Ajmer drove back down the dirt road and parked amid a row of other good cars. Alys got out and told him she’d be back soon. Ajmer nodded. Pressing PLAY on her Walkman – she and Jena had recorded English songs on one side of the tape and Pakistani songs on the other – she hummed to ‘Material Girl’ and jogged to the clay track that ran around the periphery of the Race Course Park. Once an actual racecourse, until betting on horses was banned for political expediency in the name of Islam, the course had been converted into a sprawling public park.

Alys passed the Japanese garden and pagoda. Every few steps the park gardeners pruned leaves and deposited seeds, their shalwars pulled up over ashy knees, their sun-wrinkled legs planted firmly on the earth. She nodded a greeting as she walked by, and they nodded back. She thought of her father and the calm and refuge he’d found among flora and fauna. She passed by a couple seated on a bench, eating oranges in front of impeccably manicured flower beds. The veiled woman was feeding the bearded man with her fingers, and a citrus scent floated over the jogging track from the orange peels gathered in her lap.

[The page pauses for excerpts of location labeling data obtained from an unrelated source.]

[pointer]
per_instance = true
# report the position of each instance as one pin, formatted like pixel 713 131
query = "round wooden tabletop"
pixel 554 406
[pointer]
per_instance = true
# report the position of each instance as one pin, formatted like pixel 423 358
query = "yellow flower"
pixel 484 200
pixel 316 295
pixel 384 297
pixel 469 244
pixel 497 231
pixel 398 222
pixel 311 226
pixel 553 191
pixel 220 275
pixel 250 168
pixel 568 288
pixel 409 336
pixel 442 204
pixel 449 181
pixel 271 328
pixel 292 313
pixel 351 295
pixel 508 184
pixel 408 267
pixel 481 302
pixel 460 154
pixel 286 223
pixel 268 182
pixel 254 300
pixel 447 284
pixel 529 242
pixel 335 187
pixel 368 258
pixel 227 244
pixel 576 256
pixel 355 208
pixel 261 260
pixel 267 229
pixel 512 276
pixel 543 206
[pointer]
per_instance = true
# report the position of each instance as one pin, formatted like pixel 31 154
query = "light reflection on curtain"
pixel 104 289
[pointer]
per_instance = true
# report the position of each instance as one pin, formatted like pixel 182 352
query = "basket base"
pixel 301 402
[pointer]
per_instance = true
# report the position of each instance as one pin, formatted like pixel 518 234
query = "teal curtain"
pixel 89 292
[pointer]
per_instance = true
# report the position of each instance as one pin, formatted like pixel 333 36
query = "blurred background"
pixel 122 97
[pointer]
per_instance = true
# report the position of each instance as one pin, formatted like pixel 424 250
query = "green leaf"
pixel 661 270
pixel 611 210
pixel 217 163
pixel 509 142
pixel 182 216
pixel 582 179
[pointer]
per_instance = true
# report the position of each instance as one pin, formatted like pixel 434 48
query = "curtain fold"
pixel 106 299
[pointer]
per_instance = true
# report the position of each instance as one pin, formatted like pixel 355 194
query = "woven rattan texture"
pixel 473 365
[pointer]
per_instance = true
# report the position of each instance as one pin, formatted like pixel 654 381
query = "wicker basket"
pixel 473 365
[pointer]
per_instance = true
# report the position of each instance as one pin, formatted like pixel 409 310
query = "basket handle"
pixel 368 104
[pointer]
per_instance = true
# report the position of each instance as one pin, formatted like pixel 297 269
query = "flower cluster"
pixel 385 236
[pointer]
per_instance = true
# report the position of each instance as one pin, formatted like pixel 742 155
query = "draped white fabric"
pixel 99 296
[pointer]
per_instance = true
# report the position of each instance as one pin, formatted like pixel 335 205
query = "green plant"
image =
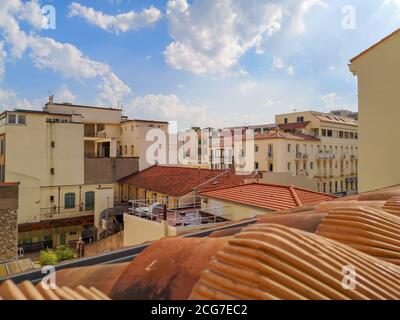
pixel 48 257
pixel 64 253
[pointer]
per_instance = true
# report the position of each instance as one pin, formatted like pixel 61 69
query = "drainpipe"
pixel 164 220
pixel 59 199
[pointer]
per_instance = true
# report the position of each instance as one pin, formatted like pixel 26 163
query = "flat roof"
pixel 82 106
pixel 144 120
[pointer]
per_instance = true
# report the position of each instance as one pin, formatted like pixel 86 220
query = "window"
pixel 69 200
pixel 89 200
pixel 21 119
pixel 270 151
pixel 12 118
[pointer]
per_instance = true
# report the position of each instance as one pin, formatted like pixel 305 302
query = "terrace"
pixel 180 218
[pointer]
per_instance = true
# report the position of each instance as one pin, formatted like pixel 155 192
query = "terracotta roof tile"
pixel 294 125
pixel 179 181
pixel 275 262
pixel 27 291
pixel 267 196
pixel 277 134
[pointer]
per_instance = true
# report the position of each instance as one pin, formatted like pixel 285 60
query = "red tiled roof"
pixel 267 196
pixel 294 125
pixel 285 135
pixel 178 181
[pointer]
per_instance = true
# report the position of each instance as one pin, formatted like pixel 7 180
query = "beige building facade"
pixel 61 156
pixel 321 146
pixel 377 70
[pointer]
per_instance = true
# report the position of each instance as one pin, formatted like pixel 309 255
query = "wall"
pixel 379 113
pixel 113 242
pixel 8 222
pixel 88 114
pixel 103 199
pixel 237 211
pixel 138 230
pixel 288 179
pixel 109 170
pixel 30 156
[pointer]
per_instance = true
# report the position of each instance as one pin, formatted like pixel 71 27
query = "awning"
pixel 49 232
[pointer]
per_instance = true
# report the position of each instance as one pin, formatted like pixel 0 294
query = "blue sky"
pixel 200 62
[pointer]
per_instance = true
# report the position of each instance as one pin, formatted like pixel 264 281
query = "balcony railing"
pixel 56 212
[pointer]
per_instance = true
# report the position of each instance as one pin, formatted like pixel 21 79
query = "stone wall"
pixel 8 221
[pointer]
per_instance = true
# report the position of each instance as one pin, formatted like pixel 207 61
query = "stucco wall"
pixel 8 222
pixel 379 114
pixel 231 209
pixel 138 230
pixel 109 170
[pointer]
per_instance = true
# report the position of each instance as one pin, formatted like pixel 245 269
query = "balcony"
pixel 54 213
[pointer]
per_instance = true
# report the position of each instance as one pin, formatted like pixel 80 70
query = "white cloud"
pixel 387 2
pixel 161 107
pixel 278 64
pixel 64 94
pixel 211 36
pixel 64 58
pixel 332 101
pixel 3 55
pixel 119 23
pixel 303 7
pixel 10 100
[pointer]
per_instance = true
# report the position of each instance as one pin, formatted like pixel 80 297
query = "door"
pixel 89 200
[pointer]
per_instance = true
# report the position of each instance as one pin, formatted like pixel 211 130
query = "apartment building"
pixel 318 145
pixel 61 157
pixel 377 70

Stopping to stretch her calves, Alys gazed at some boys playing cricket. The wickets were red bricks set upright on their narrow ends. The fielders stood waiting in their jeans and knockoff T-shirts. The bowler was good; the batsman was nervous; the rest was history. She switched the tape to side B, and Nazia Hassan’s seductive ‘Aap Jaisa Koi’ came on, followed by ‘Disco Deewane’. Nazia and her brother, Zoheb, were the first Pakistani pop singers Alys and Jena had heard and loved in Jeddah. Nazia had died earlier that year, and the sisters had mourned her passing.

Alys jogged by the artificial lake with paddleboats chained to one end for the winter and climbed up the steep man-made hill. Standing at the summit, she caught her breath as she looked out at the landscaped park, at the children in the playground, at groups of young men studying or napping, at the flock of sparrows in the blue-grey sky.